De facto, conforme resulta do AUJ n.º 10/15, 14.05.2015, “Conformando-se uma parte com o valor da condenação na 1ª instância e procedendo parcial ou totalmente a apelação interposta pela outra parte, a medida da sucumbência da apelada, para efeitos de ulterior interposição de recurso de revista, corresponde à diferença entre os valores arbitrados na sentença de 1ª instância e o acórdão da Relação.”

Por conseguinte, sendo tal valor da sucumbência inferior a metade da alçada da Relação, em face do disposto no art. 629º, n.º 1, do C. P. Civil, mostra-se legalmente inadmissível o recurso de revista apresentado pelos autores pela via normal, o que se decide. [...]

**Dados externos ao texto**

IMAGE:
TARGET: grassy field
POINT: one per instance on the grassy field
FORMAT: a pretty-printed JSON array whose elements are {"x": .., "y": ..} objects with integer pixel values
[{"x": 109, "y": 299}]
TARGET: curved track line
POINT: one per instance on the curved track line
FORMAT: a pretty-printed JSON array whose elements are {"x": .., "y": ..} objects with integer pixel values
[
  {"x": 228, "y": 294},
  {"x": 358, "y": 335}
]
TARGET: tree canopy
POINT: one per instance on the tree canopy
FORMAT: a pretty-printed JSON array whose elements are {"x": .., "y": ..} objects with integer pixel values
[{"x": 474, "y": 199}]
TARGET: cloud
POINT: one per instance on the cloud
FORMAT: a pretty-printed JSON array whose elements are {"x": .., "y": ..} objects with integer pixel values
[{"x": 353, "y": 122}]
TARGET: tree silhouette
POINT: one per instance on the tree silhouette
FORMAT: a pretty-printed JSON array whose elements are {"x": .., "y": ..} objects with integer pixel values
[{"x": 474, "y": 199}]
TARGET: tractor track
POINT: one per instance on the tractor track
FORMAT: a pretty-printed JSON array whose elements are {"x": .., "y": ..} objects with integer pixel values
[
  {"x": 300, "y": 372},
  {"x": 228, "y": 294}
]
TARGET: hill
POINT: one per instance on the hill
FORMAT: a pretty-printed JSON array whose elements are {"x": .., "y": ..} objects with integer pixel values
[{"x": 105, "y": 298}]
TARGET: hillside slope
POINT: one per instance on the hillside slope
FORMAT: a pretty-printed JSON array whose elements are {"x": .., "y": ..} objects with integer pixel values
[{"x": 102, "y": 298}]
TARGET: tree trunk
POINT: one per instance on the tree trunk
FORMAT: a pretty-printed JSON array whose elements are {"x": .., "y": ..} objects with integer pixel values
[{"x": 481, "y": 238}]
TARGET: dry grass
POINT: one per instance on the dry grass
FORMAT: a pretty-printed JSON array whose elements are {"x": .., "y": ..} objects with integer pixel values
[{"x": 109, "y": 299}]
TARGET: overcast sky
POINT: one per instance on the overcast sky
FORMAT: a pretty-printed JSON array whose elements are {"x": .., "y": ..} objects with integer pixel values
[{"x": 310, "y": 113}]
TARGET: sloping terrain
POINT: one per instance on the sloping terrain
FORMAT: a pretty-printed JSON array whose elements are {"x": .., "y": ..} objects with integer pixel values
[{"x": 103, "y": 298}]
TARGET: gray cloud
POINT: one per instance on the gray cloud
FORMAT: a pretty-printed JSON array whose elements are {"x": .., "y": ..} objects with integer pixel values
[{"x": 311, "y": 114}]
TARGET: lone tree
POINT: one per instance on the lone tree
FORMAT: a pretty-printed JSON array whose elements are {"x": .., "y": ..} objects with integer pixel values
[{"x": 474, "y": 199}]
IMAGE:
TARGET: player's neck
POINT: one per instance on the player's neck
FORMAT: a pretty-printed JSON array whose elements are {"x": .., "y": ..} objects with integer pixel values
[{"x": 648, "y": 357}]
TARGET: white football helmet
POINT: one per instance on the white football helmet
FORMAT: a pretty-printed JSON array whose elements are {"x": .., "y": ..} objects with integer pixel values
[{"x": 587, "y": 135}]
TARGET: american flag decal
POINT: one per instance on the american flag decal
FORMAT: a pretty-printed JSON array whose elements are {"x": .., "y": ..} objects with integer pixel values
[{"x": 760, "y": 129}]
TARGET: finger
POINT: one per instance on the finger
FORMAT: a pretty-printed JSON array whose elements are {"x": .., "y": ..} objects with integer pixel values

Os recorrentes discordam desta decisão [...]


II.

Perante as [...] conclusões, não parece difícil intuir que os reclamantes não compreenderam ou, simplesmente, desconsideraram o que se disse no despacho aqui reclamado e, bem assim, o decidido no AUJ do STJ 10/2015, aí invocado, no que respeita ao requisito da sucumbência, previsto no art. 629º, nº 1, do CPC.

Com o devido respeito, a confusão em que incorre a presente reclamação parece manifesta: os reclamantes aludem ao regime do art. 633º, nº 1, do CPC (sem que se perceba com que utilidade para este efeito), à parte do pedido em que obtiveram vencimento na 1ª instância, afirmando que o valor de €9.250,00 não traduz a sucumbência dos autores para efeitos de admissibilidade da revista, uma vez que, tendo a Relação revogado essa decisão e condenando os réus a pagar apenas €400,00, a sucumbência para o efeito é de €30.334,50 (30.734,50 – 400).

Não atendem assim, manifestamente, ao que se decidiu no citado AUJ (para além de alterarem a sua posição, já que na reclamação inicial afirmaram que a sucumbência era de €21.484,50, sendo que esta se refere, claramente, apenas à decisão da 1ª instância).

No entanto, não parece que o caso exija longas explanações, pois a questão pode explicar-se em termos bem simples e lineares.

Assim:

Os autores formularam na p.i., para além do mais, um pedido de indemnização de €30.734,50 e, bem assim, um pedido de restituição de bens móveis.

Na 1ª instância, o pedido de indemnização foi julgado parcialmente procedente, tendo os réus sido condenados no pagamento de € 9.250,00; o pedido de restituição foi julgado improcedente.

Os réus interpuseram recurso de apelação. Os autores conformaram-se com essa procedência parcial do pedido de indemnização e interpuseram apenas recurso subordinado quanto à improcedência do pedido de restituição.

Na Relação, na procedência parcial do recurso principal dos réus, a indemnização foi (simplificando) reduzida para a quantia de €400,00; a decisão de improcedência do pedido de restituição foi mantida.

Nesta situação, como resulta do aludido AUJ, a medida da sucumbência corresponde à diferença entre os valores arbitrados na sentença da 1ª instância e no acórdão da Relação.

Logo, não há qualquer dúvida de que esse valor não é superior a €9.500,00 (dizemo-lo assim para simplificar – cfr. despacho aqui reclamado), valor este inferior a metade da alçada da Relação, que é impeditivo do recurso de revista.

No que respeita ao pedido de restituição, verifica-se, como também foi explicado, uma situação de dupla conformidade, também impeditiva da revista "normal" (art. 671º, nº 3, do CPC), nada mais havendo a acrescentar a este respeito, uma vez que a reclamação se limita agora à admissão do recurso de revista ao abrigo do art. 671º, nº 1, do CPC.

Resta dizer que – como decorre do que se expôs, que não introduz qualquer modificação ao que foi referido no despacho aqui reclamado – não existe qualquer ambiguidade ou contradição nos fundamentos deste despacho, assim como é patente que este, acima integralmente reproduzido, não enferma de qualquer falta ou até insuficiência de fundamentação.

Nem, como parece elementar, de qualquer erro.

Em conclusão:

Conformando-se os autores com o valor da indemnização fixada na sentença da 1ª instância e vindo a proceder parcialmente a apelação interposta pelos réus, a medida da sucumbência dos autores, para se aferir da admissibilidade do recurso de revista, corresponde à diferença entre os valores da indemnização arbitrados naquela sentença e no acórdão da Relação."